We will investigate whether poor data quality can explain the disconcordancy. If anything seems to be abnormal with these samples, we may distrust the data.

In [14]:
# Annotate the table with a boolean sex mismatch variable.
imputed_sex_ht = imputed_sex_ht.annotate(sex_mismatch = imputed_sex_ht.sex != imputed_sex_ht.gender)

# Annotate the matrix table with the same information.
mt = mt.annotate_cols(sex_mismatch = imputed_sex_ht[mt.s].sex_mismatch)

The plot below shows the per samples DP mean and against different other QC variables. The samples with disconcordant sex are highlighted in blue.
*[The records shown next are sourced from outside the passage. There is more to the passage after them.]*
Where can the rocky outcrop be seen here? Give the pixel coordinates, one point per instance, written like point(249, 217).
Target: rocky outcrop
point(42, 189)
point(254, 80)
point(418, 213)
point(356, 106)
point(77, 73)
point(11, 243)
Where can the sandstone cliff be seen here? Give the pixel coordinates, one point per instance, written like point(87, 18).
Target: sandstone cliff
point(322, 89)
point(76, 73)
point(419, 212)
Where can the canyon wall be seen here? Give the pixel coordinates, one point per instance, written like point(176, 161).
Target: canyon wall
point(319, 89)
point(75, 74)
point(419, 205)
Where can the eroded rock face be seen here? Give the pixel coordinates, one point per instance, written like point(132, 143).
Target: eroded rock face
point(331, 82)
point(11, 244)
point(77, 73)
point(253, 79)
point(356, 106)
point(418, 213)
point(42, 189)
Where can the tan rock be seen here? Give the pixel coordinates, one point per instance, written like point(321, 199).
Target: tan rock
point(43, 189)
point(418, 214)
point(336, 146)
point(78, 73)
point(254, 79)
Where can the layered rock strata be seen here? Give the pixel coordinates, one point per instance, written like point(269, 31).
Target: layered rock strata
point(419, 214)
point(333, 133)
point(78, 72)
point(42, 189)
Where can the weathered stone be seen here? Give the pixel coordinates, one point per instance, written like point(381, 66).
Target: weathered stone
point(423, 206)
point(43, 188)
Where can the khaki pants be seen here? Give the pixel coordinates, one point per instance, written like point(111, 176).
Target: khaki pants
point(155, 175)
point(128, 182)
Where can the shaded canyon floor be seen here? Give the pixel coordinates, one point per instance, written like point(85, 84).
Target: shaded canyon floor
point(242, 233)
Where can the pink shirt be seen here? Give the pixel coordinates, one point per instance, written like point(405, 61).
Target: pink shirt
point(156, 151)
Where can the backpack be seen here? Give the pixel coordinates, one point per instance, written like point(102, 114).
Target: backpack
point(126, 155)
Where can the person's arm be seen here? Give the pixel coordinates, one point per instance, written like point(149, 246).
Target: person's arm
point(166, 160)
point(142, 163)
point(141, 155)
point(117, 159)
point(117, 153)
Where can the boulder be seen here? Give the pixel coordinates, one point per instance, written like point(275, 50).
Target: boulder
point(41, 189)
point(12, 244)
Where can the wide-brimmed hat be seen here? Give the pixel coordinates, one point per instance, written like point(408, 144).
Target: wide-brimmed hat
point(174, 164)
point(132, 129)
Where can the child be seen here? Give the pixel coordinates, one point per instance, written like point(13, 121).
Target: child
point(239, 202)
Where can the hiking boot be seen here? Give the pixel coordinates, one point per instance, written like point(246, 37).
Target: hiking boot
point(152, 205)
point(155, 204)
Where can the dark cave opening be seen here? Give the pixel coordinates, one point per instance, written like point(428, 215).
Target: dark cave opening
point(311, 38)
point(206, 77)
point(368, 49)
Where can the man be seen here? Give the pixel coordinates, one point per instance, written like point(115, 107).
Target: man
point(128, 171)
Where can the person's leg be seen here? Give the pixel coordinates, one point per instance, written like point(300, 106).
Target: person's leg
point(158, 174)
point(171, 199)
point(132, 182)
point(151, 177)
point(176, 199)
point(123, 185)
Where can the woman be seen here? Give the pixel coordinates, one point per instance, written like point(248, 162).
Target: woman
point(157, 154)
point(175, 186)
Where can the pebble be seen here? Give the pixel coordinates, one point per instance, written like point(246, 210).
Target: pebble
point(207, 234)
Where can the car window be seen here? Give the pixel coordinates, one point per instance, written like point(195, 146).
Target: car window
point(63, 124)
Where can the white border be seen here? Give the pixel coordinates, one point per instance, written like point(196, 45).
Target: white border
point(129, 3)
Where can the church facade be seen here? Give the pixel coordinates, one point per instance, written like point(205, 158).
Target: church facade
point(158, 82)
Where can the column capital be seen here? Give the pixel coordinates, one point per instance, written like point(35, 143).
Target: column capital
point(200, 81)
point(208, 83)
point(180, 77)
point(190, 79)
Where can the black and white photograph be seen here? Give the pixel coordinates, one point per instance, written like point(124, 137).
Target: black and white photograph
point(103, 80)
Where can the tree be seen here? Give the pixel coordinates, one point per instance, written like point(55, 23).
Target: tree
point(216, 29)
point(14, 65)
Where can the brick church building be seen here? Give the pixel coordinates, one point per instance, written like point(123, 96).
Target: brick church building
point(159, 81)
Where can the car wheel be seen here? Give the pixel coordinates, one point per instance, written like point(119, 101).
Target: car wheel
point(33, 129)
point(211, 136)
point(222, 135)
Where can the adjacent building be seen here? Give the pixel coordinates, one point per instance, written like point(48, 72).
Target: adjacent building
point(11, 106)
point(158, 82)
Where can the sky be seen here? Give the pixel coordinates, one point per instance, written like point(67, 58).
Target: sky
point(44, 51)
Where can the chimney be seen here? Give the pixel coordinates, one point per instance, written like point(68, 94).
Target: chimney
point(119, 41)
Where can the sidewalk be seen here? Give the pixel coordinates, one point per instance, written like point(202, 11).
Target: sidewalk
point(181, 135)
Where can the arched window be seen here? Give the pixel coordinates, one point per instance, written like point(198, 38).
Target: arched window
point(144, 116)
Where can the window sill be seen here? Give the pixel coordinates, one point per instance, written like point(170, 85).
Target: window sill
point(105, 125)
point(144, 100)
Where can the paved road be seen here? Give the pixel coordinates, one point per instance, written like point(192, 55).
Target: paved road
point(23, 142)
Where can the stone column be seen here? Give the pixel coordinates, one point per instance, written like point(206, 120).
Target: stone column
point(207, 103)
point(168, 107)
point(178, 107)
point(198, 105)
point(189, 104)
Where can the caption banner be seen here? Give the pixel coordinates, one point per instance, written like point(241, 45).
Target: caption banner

We must note that it seems that GQ seems to be correlated with number of heterozygotes. Samples with low genotype quality seem to have fewer heterozygotes. This does make some intuitivt sense. If a sample has low depth it will have fewer called variants, therefore more homozygote reference and therefore fewer heterozygotes. This same pattern is reflected in the call rate and number of singletons.

In [15]:
exprs_list = [('# heterozygotes', mt.sample_qc.n_het), ('Ti/Tv rate', mt.sample_qc.r_ti_tv), ('Call rate', mt.sample_qc.call_rate), ('# singletons', mt.sample_qc.n_singleton)]
plot_list = []
for name, exprs in exprs_list:
    p = hl.plot.scatter(mt.sample_qc.dp_stats.mean, exprs, label=mt.sex_mismatch, title=name, xlabel='DP mean', ylabel=name)
    p.plot_width = 800
    p.plot_height = 500
    plot_list.append(p)

2021-10-11 10:32:45 Hail: INFO: Coerced sorted dataset
2021-10-11 10:32:45 Hail: INFO: Coerced sorted dataset
2021-10-11 10:32:47 Hail: INFO: Coerced sorted dataset
2021-10-11 10:32:47 Hail: INFO: Coerced sorted dataset
2021-10-11 10:32:48 Hail: INFO: Coerced sorted dataset
2021-10-11 10:32:48 Hail: INFO: Coerced sorted dataset
2021-10-11 10:32:49 Hail: INFO: Coerced sorted dataset
2021-10-11 10:32:49 Hail: INFO: Coerced sorted dataset


In [16]:
show(gridplot(plot_list, ncols=2, plot_width=600, plot_height=400))

There seems to be nothing abnormal with these samples with disconcordant imputed sex and self-reported gender. We will therefore trust that our computation is correct, and keep the samples.